- Occupation: Game designer

= Greg Gorden =

American game designer

Greg Gorden is an American game designer who has worked primarily on role-playing games.

==Career==
Greg Gorden has worked for several gaming companies:
- For Victory Games he participated, during the early 1980s, in the design of the James Bond 007 role-playing game (1983).
- For Mayfair Games he was in 1985 the main designer on the DC Heroes role-playing game. Also for Mayfair Games, partnering with White Wolf, he designed D.O.A., but the game was not published.
- For West End Games Gorden brought help to Greg Costikyan and the WEG team in the design of all the editions of Star Wars: The Roleplaying Game (1987, 1992 and 1996).

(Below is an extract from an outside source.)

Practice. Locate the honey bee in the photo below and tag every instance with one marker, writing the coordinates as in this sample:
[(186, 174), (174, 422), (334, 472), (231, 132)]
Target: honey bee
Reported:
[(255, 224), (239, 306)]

For the same game, in the supplements' list, he was the main author of The Star Wars Rules Companion (1989) and the Imperial Sourcebook (First Edition: 1989, Second Edition: 1994). Also for West End Games, and with help from Douglas Kaufman and Bill Slavicsek, Gorden designed Torg (1990).
- For FASA, Gorden designed the rules of the role-playing game Earthdawn (1993).
- For the Pinnacle Entertainment Group, Shane Lacy Hensley (founder of the company) wrote a draft for his Deadlands game and flew his friends Gorden and Matt Forbeck to Virginia; Gorden and Forbeck liked the draft and asked if they could buy into Hensley's company, although Gorden left because of personal reasons.
- Gorden's Dungeons & Dragons work (edited by different companies, from TSR to Wizards of the Coast) includes Castle Greyhawk (1988), Elder Evils (2007), Dungeon Master's Guide 2 (2009), and Monster Manual 2 (2009).